Tres hombres son condenados por tráfico sexual y explotación de menores en Palm Beach County
Las víctimas eran tres adolescentes que habían escapado de hogares de crianza; los acusados las explotaban para obtener ganancias económicas

CONDADO PALM BEACH, Florida. — Tres residentes de Palm Beach County fueron sentenciados en un tribunal federal por participar en una red de tráfico sexual y explotación de tres adolescentes que habían huido del sistema de hogares de acogida, informó este lunes la Fiscalía Federal para el Distrito Sur de Florida.
Los condenados fueron identificados como Antonio Michel, de 36 años y residente de Delray Beach, quien recibió una sentencia de 15 años de prisión tras declararse culpable de tráfico sexual de una menor; Jaime Figueroa, de 36 años y residente de Boynton Beach, sentenciado a 19 años y siete meses de prisión luego de declararse culpable de producir material de abuso sexual infantil; y Raymond Jean, de 46 años y residente de Greenacres, quien fue condenado a 12 años de prisión por tráfico sexual de una menor.
La investigación estuvo a cargo de Homeland Security Investigations (HSI) West Palm Beach y del Grupo de Trabajo contra la Trata de Personas de la Oficina del Sheriff del Condado de Palm Beach (PBSO).
De acuerdo con los documentos judiciales, los tres hombres identificaron y captaron a tres adolescentes que habían escapado del sistema de cuidado temporal. Aprovechándose de su corta edad, su situación de vulnerabilidad y la ausencia de apoyo familiar, las transportaban, alojaban y explotaban sexualmente con fines comerciales para obtener beneficios económicos.
Según la Fiscalía, Antonio Michel, frecuentemente acompañado por Raymond Jean, trasladaba a las víctimas hacia hoteles, moteles y otros lugares donde se realizaban actos sexuales comerciales. Además, alquilaba y pagaba múltiples habitaciones utilizadas para facilitar la explotación de las menores.
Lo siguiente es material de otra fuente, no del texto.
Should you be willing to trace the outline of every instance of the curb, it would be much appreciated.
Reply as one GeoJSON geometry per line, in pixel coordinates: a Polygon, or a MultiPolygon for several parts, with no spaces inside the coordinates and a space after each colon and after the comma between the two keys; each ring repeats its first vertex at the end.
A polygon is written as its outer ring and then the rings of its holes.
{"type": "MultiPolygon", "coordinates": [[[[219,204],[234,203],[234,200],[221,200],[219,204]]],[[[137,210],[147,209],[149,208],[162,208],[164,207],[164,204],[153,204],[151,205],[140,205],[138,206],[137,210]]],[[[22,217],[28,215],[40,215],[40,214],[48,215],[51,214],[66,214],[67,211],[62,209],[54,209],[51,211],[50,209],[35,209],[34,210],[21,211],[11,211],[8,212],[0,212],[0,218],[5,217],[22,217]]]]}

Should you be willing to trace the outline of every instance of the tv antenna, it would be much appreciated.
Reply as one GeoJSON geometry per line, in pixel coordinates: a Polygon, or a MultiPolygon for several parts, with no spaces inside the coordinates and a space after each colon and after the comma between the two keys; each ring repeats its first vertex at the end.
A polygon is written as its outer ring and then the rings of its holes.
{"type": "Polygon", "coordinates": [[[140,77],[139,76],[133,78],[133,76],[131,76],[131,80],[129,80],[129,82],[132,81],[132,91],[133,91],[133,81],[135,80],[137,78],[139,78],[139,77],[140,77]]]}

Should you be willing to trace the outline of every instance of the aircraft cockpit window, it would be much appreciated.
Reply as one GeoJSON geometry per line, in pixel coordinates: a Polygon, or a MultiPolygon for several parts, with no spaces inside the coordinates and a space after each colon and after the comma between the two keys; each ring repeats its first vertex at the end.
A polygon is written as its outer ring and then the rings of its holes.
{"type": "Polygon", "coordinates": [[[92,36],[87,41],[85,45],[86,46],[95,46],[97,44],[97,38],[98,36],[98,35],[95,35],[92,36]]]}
Por su parte, Jaime Figueroa dirigía a las adolescentes sobre cuánto debían cobrar por los encuentros sexuales y cómo debían realizarlos. Las autoridades indicaron que también les suministraba regularmente crack durante el tiempo que duró el esquema de explotación y recibía el dinero obtenido por las víctimas.
Tras el arresto de Figueroa, agentes federales registraron su teléfono celular y encontraron evidencia de que había producido material de abuso sexual infantil en el que aparecía una de las menores explotadas.
Las autoridades federales señalaron que el caso forma parte de los esfuerzos conjuntos para combatir la trata de personas y proteger a menores en situación de riesgo, especialmente aquellos que desaparecen del sistema de hogares de acogida.